Baltimore named their new football team The Ravens, in honor of Poe -- an alcoholic depressive pedophile who died incoherent in a gutter. Not that there's anything wrong with that.
The Zoo is still more animal prison than zoo, but the inmates are active. The prairie dogs were highly entertaining, as was the polar bear. But the small mammal house is enough to make you join PETA.
We ate lunch at city cafe, near the symphony and allegedly the site of the city's first gay dance club. Original marble floor desparately in need of repair, but holds some sentimental and/or historic value.
The city that invented urban blight and shoebox housing now boasts, "Reading by Nine!" and they don't mean "in the morning." The narrow streets of windowless buildings look like a breath of air could blow them away. Gaping holes in particle board walls, and greasy screenless windows.
But, damn, those crabs. The blazing red crabs, smothered in Old Bay, so hot you can't touch them, and the meat falls off, so it really is better to wait, but you just can't stand it. You should order a salad, but you don't -- just the pitcher of beer, a wooden mallet, a plastic knife. Fork? Why bother.

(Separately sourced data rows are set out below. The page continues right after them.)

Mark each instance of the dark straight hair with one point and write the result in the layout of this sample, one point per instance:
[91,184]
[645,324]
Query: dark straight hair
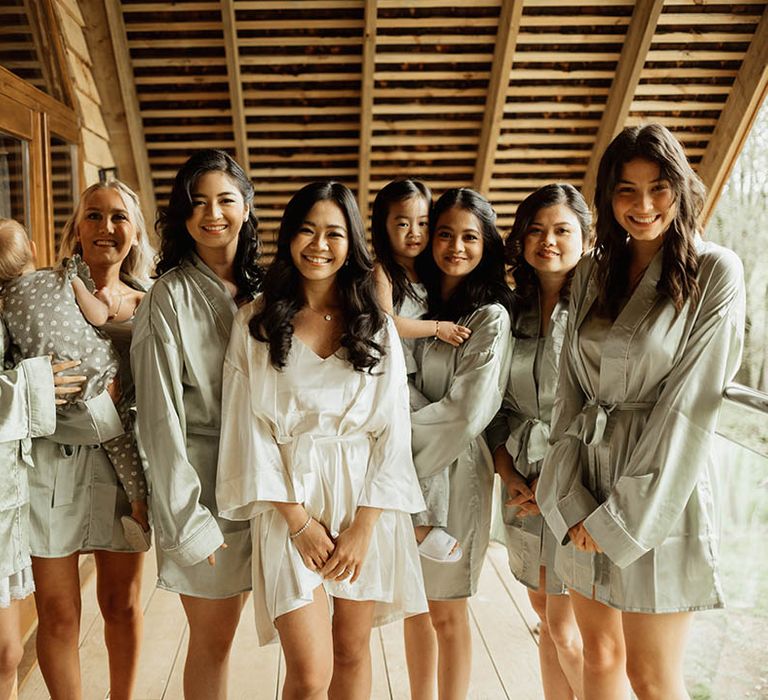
[283,292]
[680,262]
[176,243]
[486,284]
[526,281]
[396,191]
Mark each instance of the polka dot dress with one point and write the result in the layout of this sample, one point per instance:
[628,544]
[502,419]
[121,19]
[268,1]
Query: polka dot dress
[43,318]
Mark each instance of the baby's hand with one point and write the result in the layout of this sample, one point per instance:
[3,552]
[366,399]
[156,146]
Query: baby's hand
[452,333]
[113,389]
[105,297]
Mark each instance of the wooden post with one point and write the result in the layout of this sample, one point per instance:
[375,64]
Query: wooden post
[366,107]
[735,121]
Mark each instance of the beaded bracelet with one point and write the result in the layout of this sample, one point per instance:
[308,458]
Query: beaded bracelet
[302,529]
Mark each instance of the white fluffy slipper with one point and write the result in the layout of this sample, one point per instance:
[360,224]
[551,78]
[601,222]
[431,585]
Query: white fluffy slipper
[437,546]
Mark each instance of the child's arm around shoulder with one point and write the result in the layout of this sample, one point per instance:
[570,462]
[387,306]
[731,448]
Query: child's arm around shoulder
[412,327]
[95,310]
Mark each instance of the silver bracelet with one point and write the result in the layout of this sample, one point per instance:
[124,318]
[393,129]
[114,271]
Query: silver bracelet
[302,529]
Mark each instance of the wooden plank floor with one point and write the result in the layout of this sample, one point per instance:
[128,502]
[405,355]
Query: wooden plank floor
[504,662]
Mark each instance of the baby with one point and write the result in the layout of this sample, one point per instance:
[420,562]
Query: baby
[53,312]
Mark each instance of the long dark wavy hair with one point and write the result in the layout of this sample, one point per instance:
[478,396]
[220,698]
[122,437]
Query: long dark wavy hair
[486,284]
[680,262]
[176,244]
[526,280]
[396,191]
[283,291]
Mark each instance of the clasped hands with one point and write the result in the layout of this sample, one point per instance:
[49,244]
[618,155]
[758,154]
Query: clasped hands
[338,558]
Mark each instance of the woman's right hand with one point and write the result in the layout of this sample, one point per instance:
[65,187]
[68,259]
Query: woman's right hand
[452,333]
[66,385]
[314,545]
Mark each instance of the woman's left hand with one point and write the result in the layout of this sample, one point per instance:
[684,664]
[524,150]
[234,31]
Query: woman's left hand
[351,547]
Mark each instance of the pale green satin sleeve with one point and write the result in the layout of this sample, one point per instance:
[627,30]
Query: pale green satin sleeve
[185,529]
[657,482]
[443,429]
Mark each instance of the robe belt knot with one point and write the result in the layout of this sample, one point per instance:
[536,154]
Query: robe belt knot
[589,426]
[529,440]
[304,452]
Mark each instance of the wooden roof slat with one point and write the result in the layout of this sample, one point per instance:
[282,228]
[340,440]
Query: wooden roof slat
[366,104]
[633,56]
[736,119]
[506,42]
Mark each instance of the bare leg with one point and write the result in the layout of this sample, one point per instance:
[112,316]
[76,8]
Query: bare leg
[604,653]
[352,622]
[556,686]
[450,618]
[307,641]
[212,627]
[564,632]
[655,651]
[11,648]
[421,656]
[118,589]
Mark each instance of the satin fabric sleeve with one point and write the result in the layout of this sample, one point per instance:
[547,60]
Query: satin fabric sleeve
[674,448]
[390,480]
[27,400]
[560,493]
[251,473]
[443,429]
[185,529]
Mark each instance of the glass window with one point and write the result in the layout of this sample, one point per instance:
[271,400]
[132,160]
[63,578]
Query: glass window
[63,185]
[14,179]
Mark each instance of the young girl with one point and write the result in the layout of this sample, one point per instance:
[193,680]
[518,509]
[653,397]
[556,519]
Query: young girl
[400,233]
[56,312]
[208,264]
[655,330]
[315,450]
[550,233]
[463,387]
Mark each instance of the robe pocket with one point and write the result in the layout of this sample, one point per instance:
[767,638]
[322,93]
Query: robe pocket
[13,480]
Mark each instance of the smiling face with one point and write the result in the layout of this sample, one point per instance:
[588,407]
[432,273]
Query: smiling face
[457,245]
[218,213]
[106,232]
[553,242]
[408,228]
[644,202]
[320,246]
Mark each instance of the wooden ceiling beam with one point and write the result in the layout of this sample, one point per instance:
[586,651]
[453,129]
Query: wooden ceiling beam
[366,106]
[235,84]
[637,43]
[506,41]
[735,121]
[120,56]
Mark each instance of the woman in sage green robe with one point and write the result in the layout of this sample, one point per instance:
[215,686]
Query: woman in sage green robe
[629,482]
[207,263]
[76,501]
[27,410]
[550,233]
[462,390]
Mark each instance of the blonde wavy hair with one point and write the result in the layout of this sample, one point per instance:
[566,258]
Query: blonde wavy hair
[139,263]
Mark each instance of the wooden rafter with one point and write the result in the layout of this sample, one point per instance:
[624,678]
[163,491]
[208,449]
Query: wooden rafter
[506,41]
[235,85]
[637,43]
[130,103]
[735,122]
[366,106]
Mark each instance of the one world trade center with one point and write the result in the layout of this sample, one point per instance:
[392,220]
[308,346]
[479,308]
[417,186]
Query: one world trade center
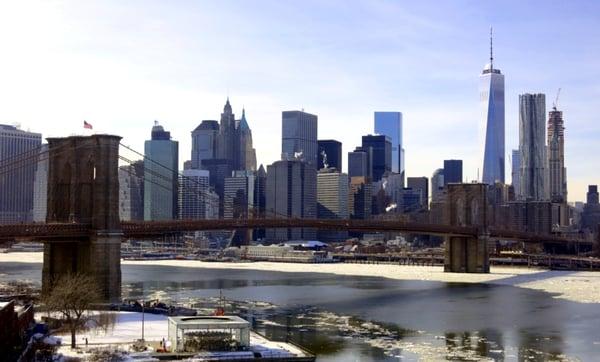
[492,100]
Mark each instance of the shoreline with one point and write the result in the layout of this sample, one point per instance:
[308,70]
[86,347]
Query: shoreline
[576,286]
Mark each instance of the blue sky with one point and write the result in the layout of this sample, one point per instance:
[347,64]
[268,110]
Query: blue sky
[122,64]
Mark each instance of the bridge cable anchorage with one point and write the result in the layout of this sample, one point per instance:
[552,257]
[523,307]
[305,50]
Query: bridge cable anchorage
[35,150]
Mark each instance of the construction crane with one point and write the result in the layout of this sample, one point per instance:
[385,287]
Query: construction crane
[555,103]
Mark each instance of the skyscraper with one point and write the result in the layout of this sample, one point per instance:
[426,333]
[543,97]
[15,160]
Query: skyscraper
[516,171]
[437,185]
[228,146]
[160,175]
[382,154]
[492,100]
[204,142]
[557,181]
[238,197]
[452,171]
[330,153]
[420,184]
[590,218]
[332,200]
[359,198]
[17,181]
[234,142]
[332,194]
[131,191]
[195,197]
[359,163]
[291,193]
[247,153]
[532,146]
[390,124]
[299,136]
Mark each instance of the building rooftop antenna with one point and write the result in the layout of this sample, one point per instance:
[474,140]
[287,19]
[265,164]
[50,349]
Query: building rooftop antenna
[491,49]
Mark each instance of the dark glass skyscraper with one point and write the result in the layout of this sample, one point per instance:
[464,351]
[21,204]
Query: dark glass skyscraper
[532,146]
[452,171]
[161,175]
[390,124]
[291,193]
[382,154]
[330,153]
[299,136]
[204,142]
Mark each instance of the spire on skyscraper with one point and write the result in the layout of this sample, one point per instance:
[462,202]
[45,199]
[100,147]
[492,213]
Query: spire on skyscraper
[491,50]
[227,108]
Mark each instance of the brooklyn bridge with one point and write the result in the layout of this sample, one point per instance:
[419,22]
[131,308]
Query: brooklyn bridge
[83,232]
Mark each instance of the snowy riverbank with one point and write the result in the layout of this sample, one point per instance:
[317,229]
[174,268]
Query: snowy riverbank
[578,286]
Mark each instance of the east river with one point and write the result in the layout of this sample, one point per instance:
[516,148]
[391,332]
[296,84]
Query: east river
[354,318]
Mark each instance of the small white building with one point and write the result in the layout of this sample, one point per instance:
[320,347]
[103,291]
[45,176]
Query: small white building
[184,329]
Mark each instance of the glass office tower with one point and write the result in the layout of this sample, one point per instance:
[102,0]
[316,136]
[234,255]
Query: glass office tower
[492,101]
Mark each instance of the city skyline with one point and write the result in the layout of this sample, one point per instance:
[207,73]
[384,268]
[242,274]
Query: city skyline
[65,54]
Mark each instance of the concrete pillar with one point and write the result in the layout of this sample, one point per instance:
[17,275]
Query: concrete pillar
[466,205]
[83,187]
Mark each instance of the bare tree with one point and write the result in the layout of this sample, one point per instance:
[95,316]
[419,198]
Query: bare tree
[71,296]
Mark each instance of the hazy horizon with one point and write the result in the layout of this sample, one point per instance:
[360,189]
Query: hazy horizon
[120,66]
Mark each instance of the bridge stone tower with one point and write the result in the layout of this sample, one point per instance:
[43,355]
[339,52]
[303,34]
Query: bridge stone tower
[466,205]
[83,187]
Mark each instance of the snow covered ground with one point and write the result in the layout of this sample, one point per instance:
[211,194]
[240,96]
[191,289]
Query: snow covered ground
[128,328]
[575,286]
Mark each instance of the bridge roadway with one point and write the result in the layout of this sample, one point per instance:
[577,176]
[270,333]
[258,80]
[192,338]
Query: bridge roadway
[147,229]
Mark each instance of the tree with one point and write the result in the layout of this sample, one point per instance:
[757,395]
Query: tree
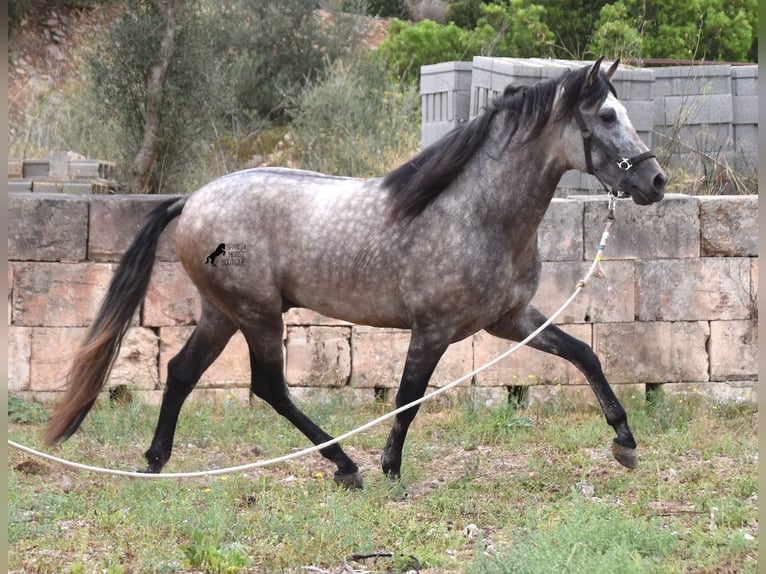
[155,85]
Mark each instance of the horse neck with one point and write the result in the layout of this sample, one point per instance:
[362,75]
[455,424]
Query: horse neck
[518,182]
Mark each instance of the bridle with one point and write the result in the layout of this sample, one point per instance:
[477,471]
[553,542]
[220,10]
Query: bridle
[623,163]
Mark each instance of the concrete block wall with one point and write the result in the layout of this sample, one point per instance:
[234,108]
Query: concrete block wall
[677,306]
[675,110]
[61,172]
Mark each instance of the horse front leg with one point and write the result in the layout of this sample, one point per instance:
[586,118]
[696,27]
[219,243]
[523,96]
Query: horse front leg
[555,341]
[422,357]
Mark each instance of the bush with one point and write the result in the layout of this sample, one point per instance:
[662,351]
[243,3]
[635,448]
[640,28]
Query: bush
[276,46]
[515,29]
[194,95]
[409,46]
[357,121]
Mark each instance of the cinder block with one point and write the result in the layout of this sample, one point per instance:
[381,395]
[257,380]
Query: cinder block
[77,188]
[606,299]
[699,109]
[559,237]
[693,289]
[15,169]
[653,352]
[231,369]
[729,225]
[689,80]
[299,316]
[526,366]
[745,110]
[171,299]
[19,355]
[54,349]
[47,187]
[47,228]
[733,350]
[318,356]
[35,168]
[746,140]
[379,356]
[10,293]
[744,80]
[711,139]
[722,392]
[20,186]
[58,162]
[115,220]
[56,295]
[669,228]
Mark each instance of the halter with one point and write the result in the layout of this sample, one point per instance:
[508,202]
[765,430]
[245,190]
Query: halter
[623,163]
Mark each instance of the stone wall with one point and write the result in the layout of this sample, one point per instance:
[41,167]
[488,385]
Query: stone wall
[677,308]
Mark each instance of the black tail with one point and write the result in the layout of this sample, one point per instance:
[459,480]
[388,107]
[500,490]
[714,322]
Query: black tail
[94,360]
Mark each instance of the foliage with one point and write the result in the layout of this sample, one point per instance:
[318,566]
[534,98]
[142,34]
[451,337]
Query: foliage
[277,46]
[514,28]
[543,495]
[356,121]
[409,46]
[582,535]
[21,411]
[700,29]
[616,35]
[194,95]
[509,28]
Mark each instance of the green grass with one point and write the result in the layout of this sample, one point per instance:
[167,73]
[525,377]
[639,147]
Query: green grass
[483,491]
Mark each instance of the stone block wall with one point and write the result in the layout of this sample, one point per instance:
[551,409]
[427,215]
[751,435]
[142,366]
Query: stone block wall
[677,307]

You work up a sweat getting to them, and wonder how Native Americans chose this creature to keep instead of throw back. The second one is the best because it's cooled enough, your technique is better, and you're not full yet ("foo," sat the locals). The sun finally set and the flies went to bed, the breeze dried the sweat on our foreheads and we sailed through #3, deep in conversation and not even noticing.